Anders als manche IT-Konzerne können und wollen wir die persönlichen Daten der einzelnen Postsendungen ja wegen des Postgeheimnisses nicht nutzen. Aber in der anonymisierten Form können wir zum Beispiel Warenströme analysieren. Das tun wir auch. Wenn am Wochenende 35 Grad angesagt sind, können wir zum Beispiel davon ausgehen, dass am Montag oder Dienstag weniger Pakete zugestellt werden, weil die Leute nicht vor dem heimischen PC sitzen, sondern im Garten oder Freibad. Dann können wir zu Beginn der Woche die Zustellbezirke größer zuschneiden.

Nutzen Sie Ihren Big-Data-Schatz nur für diese internen Zwecke oder sehen Sie auch eine Möglichkeit, den im Sinne Ihrer Aktionäre zu versilbern?
Dafür ist es noch zu früh. Natürlich haben wir eine Menge Daten, die auch für andere relevant wären. Wir registrieren natürlich auch Staus und dergleichen. Aber da hat noch keiner ein gutes Geschäftsmodell, wie man Daten aus der Logistik nutzen kann, um sie weiterzuvermarkten. Wir arbeiten daran, aber über ungelegte Eier will ich noch nicht sprechen. Dass wir innovativ sind, beweisen wir oft genug, etwa mit unserem automatisch fliegenden Paketkopter, der die Insel Juist mit Medikamenten beliefert.

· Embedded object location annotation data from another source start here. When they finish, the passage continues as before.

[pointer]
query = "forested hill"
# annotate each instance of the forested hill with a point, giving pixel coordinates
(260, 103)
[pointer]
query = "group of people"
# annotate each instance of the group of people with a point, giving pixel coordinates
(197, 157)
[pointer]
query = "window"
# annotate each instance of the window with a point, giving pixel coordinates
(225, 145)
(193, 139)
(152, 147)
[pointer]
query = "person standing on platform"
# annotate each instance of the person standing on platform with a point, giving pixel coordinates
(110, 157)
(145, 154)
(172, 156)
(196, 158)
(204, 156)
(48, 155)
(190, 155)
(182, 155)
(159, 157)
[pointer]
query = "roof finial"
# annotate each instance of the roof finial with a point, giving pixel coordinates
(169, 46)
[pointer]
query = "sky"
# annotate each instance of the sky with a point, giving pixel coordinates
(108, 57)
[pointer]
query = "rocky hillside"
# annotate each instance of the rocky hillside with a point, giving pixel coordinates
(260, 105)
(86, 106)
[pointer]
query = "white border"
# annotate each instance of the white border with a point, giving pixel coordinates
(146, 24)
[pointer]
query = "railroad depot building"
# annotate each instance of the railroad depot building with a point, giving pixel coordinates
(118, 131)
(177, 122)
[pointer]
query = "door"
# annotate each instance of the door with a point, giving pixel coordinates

Ich wette, Ihr Otto-Normal-Kunde träumt weder von Drohnen noch von Apps, sondern von kurzen Warteschlangen. Was haben Sie für diese Menschen im Angebot?
Jede Menge. Wir haben die Anzahl an Kontaktpunkten drastisch erhöht. Inzwischen haben wir fast 30.000 dieser Stellen – von der Filiale bis zur Packstation. Wir haben zusätzlich tausende Paketshops eingeführt. Heute kann man ganz flexibel sagen, wohin man die Lieferung haben will: zum pensionierten Nachbarn, der zu Hause ist, oder zum Paketshop. Man kann aktiv in den Zustellungsprozess eingreifen, wenn man mal seine Pläne für den Tag ändert. Ich glaube, dass DHL auch deshalb gerade von der Stiftung Warentest zum besten Paketzusteller gekürt worden sind.

Wer digital agil ist, dem mag all das nutzen. Für alle anderen wird es komplizierter.
Das ist eine Überinterpretation. Wer zu Hause ist, bekommt sein Paket weiterhin nach Hause geliefert. Alle andere bekommen vielfältige Möglichkeiten, sich auszusuchen, wie sie es denn gern hätten. Und wer etwas online bestellt, kann auch mit Onlineservices umgehen. Und notfalls kann man auch telefonisch bestellen. Das gibt es ja auch noch.

Herr Appel, Was wünschen Sie sich fürs neue Jahr?
Für das Land wünsche ich mir eine Debatte über die Frage, was wir tun müssen, damit wir die Wettbewerbsfähigkeit, die Deutschland in den letzten zehn Jahren erreicht hat, erhalten können. Und wie wir der nachfolgenden Generation ermöglichen können, das zu erreichen, was wir heute haben: mehr Wohlstand als gestern. Für unser Unternehmen hoffe ich, dass wir Wege finden, wie wir die Erfolge der vergangenen sechs Jahre fortschreiben können. Also weiter wachsen, gute Arbeitsplätze schaffen mit guten Löhnen. Das ist auch das Beste, was wir für unser Land tun können.

Das Gespräch führte Kevin P. Hoffmann

Der Manager: Frank Appel (53), geboren und aufgewachsen in Hamburg, hat in Hamburg und München Chemie studiert und in Zürich im Fach Neurobiologie promoviert. Im Jahr 2000 kam er als Unternehmensberater von McKinsey als Leiter der Konzernentwicklung zur Post. 2002 rückte Appel in den Vorstand auf, 2008 folgte er seinem Förderer Klaus Zumwinkel auf den Chefsessel.

Das Unternehmen: Die Deutsche Post DHL mit Hauptsitz in Bonn ist das größte Logistikunternehmen der Welt. Der Konzern gehört zu 21 Prozent dem Bund. Er beschäftigt mehr als 480 000 Mitarbeiter und setzte im Jahr 2013 gut 55 Milliarden Euro um.